UK may reopen inquest into death of Iraq whistleblower
Britain’s attorney general may finally allow a full inquest into the death of David Kelly, a weapons inspector who died under suspicious circumstances shortly after being identified as the source of a leak that embarrassed the British government ahead of the invasion of Iraq.
A probe carried out shortly after Kelly’s death — known as the Hutton inquiry — was made secret by the British government. Earlier this year, the new coalition government unsealed those records, showing that the inquiry had concluded Kelly’s death was a suicide.
But doubts have persisted. In September, a group of medical practitioners sent a letter to Attorney General Dominic Grieve, calling for a full inquiry to be held.
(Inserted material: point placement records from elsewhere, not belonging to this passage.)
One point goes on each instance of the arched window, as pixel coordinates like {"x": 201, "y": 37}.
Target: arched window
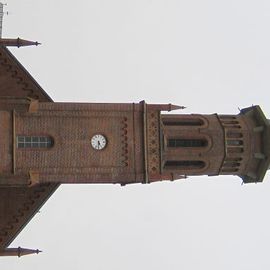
{"x": 187, "y": 143}
{"x": 34, "y": 142}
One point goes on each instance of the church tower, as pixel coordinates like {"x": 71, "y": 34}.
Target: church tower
{"x": 45, "y": 142}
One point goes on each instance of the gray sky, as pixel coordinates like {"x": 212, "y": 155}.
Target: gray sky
{"x": 211, "y": 56}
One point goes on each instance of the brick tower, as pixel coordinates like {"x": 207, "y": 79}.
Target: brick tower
{"x": 47, "y": 142}
{"x": 44, "y": 144}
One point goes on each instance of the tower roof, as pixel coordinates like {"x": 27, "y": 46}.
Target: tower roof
{"x": 263, "y": 127}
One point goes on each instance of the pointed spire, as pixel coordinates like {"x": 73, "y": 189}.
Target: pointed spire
{"x": 18, "y": 252}
{"x": 17, "y": 42}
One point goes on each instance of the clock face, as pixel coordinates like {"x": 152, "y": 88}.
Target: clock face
{"x": 98, "y": 142}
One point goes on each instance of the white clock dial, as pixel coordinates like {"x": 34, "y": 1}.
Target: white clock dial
{"x": 98, "y": 142}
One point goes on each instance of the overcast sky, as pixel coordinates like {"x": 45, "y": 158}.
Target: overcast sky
{"x": 211, "y": 56}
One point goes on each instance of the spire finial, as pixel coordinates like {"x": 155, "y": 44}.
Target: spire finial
{"x": 17, "y": 42}
{"x": 18, "y": 251}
That letter, published by the Daily Mail on Monday, argues that the Hutton inquiry was shut down prematurely — less than two weeks after the investigation was called — and was done so on the orders of Charles Falconer, at the time Britain’s Lord Chancellor, the Cabinet secretary responsible for the courts.
As the Daily Mail notes, Falconer was once a roommate of Tony Blair, the British prime minister whose push to launch the war in Iraq was dealt a public blow when Kelly told the BBC that Blair’s government had exaggerated the threat posed by Saddam Hussein.
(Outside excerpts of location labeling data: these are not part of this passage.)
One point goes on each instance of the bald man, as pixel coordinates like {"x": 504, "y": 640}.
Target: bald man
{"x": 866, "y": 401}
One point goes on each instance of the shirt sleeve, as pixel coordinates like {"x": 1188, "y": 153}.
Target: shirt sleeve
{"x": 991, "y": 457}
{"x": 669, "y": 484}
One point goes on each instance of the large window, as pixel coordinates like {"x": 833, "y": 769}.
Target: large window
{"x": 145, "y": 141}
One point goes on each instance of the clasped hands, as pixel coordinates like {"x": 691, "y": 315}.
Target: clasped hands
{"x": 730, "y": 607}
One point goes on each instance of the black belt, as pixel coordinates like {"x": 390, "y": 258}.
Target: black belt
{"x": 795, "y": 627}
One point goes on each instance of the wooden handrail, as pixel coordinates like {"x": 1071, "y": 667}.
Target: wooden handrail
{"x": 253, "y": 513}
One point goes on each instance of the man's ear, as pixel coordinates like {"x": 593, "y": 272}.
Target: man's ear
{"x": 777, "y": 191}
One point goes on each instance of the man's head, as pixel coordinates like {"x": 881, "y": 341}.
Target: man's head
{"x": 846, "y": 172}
Falconer replaced the standard inquest with a “non-statutory examination of the circumstances leading to Dr Kelly’s death,” the Mail reports. “As a result no witness, including Tony Blair and his press secretary Alastair Campbell, swore an oath or was cross-examined.”
“The Coroner refused to resume the inquest and rejected relevant evidence following the findings of the Hutton inquiry despite representations made and evidence submitted to him as the exceptional reasons why an inquest should in fact be held,” the doctors’ letter states.
NO FINGERPRINTS ON TOOLS ALLEGEDLY USED FOR SUICIDE
Among the irregularities the medical professionals cite is the lack of fingerprints on the bottle of pills that Kelly reportedly ingested before he was found dead in the woods near his home on July 18, 2003. Nor were fingerprints found on a knife and water bottle near Kelly’s body, even though the knife was supposedly used to open Kelly’s wrists.
Contradictory claims abound about the presence of blood at the scene. In August, the detective who found Kelly’s body said there “wasn’t much blood about.” That would contradict the conclusion that Kelly had died by slitting his wrists, which usually results in large amounts of blood spilling. The doctors’ group said it was “extremely unlikely” that Kelly had died by his own hand.
“Insufficient blood would have been lost to threaten life,” they said. “Absent a quantitative assessment of the blood lost and of the blood remaining in the great vessels, the conclusion that death occurred as a consequence of hemorrhage is unsafe.”
But the report released by the government in September stated that there was “heavy bloodstaining over [Kelly’s] left arm” and a two- or three-foot long blood puddle next to him.
Last month, the Mail reported that a drug expert told investigators that he believed that Kelly was murdered and a pill overdose was not the cause of his death, even though that was cited as being among the causes of death.
“I reported to the Thames force that I believe that the death of Dr Kelly may have been murder,” the expert reportedly said.
The Mail reports that Attorney General Grieve has hired a medical assistant to help him sift through the doctors’ report. The paper says he will soon make a decision on whether the report justifies opening a full inquest into Kelly’s death.